To sum up, this new edition of the book with its eighteen chapters and over 650 pages constitutes the most complete and updated monograph devoted to energy in its many different aspects, namely production, transformation, storage and usage. Most importantly, the aforementioned issues are considered from the sustainability, efficiency and economic viewpoints.
A most remarkable feature of this book is, however, the way in which it has been written with a clear message based on the concept of energy sustainability and environmental impact. Furthermore, the necessity of new available materials, as well as the important contribution of nanotechnology for their nanostructured fabrication leading to a more sustainable and rational use of energy is stressed along the book.
This comprehensive approach on nanotechnology applied to energy brings together two currently critical and important topics and makes this book something completely new and singular in the huge bibliography devoted to broad fields such as nanotechnology and energy.
The book is edited with plenty of figures, schemes and tables which make it readable and ease to follow and, in general, the chapters are clearly presented with an initial introduction section which helps to introduce the reader to the different topics.
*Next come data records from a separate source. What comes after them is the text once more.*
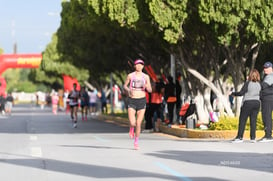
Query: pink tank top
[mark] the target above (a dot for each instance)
(137, 83)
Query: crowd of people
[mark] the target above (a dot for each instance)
(6, 104)
(87, 102)
(257, 95)
(146, 100)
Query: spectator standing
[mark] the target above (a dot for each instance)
(138, 82)
(267, 101)
(93, 101)
(84, 97)
(148, 116)
(66, 101)
(178, 90)
(54, 102)
(9, 103)
(73, 102)
(250, 105)
(103, 102)
(170, 98)
(156, 104)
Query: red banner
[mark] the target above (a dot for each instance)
(19, 61)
The bibliography contained in the book, as a whole surpassing 1800 references, constitute an important pool of updated scientific papers which give an added value to this book and reveal the state of the art in the different fields related with nanotechnology for energy. No doubt, this is a valuable information for specialized researchers but also for those researchers of related topics and scientists from academy. Overall, this book is highly recommended for those readers interested in getting an overall idea of the important contributions of nanoscience and nanotechnology to the central problem of energy.
Because of the current pollution, global warming and degradation of the planet, a new era based on non-contaminating renewable energies is currently a priority and an unsolved scientific challenge in modern science. In this regard, the present book is a significant contribution to the hope that a solution to the energy problem is possible.